Calamity Jane's rifles to sell at Heritage Auctions

A pair of rifles owned by Martha Jane Canary, better known as the famous Old West character Calamity Jane, are heading for auction next month.

The two guns, a Percussion Kentucky rifle and a Winchester Model 1876 Lever Action rifle, purportedly belonged to Canary during the late 19th century.

The rifles were formerly owned by Stella and Don Foote, renowned collectors of Western Americana, and later sold at Bonhams & Butterfield in 1988 where they were acquired by the late author and Old West expert Robert A. Palazzo.

The guns will now hit the auction block for the first time in over 30 years, as part of Heritage’s Americana & Political Signature Auction in Dallas on February 22-23.

Martha Jane Canary, known as ‘Calamity Jane’, posing in a photographer’s studio in the 1880s.

To this day ‘Calamity Jane’ is one of the most famed and collectible names of the Old West, despite the fact that much of her life remains a mystery.

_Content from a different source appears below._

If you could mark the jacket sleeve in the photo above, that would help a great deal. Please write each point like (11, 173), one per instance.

It’s almost impossible to know where the tall tales end and the truth begins, which is perhaps why she has fascinated writers, historians, film makers and collectors for over a century.

Martha Jane Canary (1856 – 1903) was born in Missouri and was said to have been orphaned alongside her five siblings at the age of 14.

Details from her teenage years are sketchy, but in her heavily fictionalized 1896 autobiography she claimed to have served as a scout for General Custer during the Indian war, and described herself as “the most reckless and daring rider and one of the best shots in the western country”.

Calamity Jane's Winchester Model 1876 Lever Action Rifle (Image: Heritage Auctions)
Calamity Jane’s Winchester Model 1876 Lever Action Rifle (Image: Heritage Auctions)

No records of her military service exist, and her claims contradicted known facts, but what’s certain is that by the time she arrived in Deadwood in 1876 she had gained notoriety as a hard-living female who dressed like a man, and could more than hold her own in the wilds of the Western frontier.

It was in Deadwood that Canary befriended Wild Bill Hickock, who was killed during a poker game just few months after they met, and she later falsely claimed the pair had secretly been married.

Canary is thought to have earned a living through a combination of occasional prostitution, bull-whacking (driving an ox wagon) and as an inn keeper.

And despite her reputation for hard drinking and recklessness, she was also known for her generosity and caring nature, and she helped nurse the sick during a smallpox epidemic in Deadwood in 1877.

In her later years she joined Buffalo Bill’s Wild West show as a storyteller, where her skills for self-mythologizing were an integral part of the job, before her heavy drinking finally claimed her life in 1903.

Calamity Jane's Percussion Kentucky Rifle (Image: Heritage Auctions)
Calamity Jane’s Percussion Kentucky Rifle (Image: Heritage Auctions)

In many regards, Canary is a perfect example of the spirit of the era: a resilient, independent woman who travelled west and created her own legend.

The history and mythology of the American Old West is built upon such legends, many of them at best half-true and at worst the work of complete fiction.

She’s been portrayed in dozens of films, TV shows and books as everything from heroic scout to a fearless gunslinger, a prostitute with a heart of gold or a tragic figure crippled by alcoholism.

But regardless of the truth, there’s no denying that the sheer strength Canary’s character left an indelible mark on popular culture, as a larger-than-life woman surviving in a harsh man’s world.

And as the famous line goes from The Man Who Shot Libery Valance: “This is the West, sir. When the legend becomes fact, print the legend.”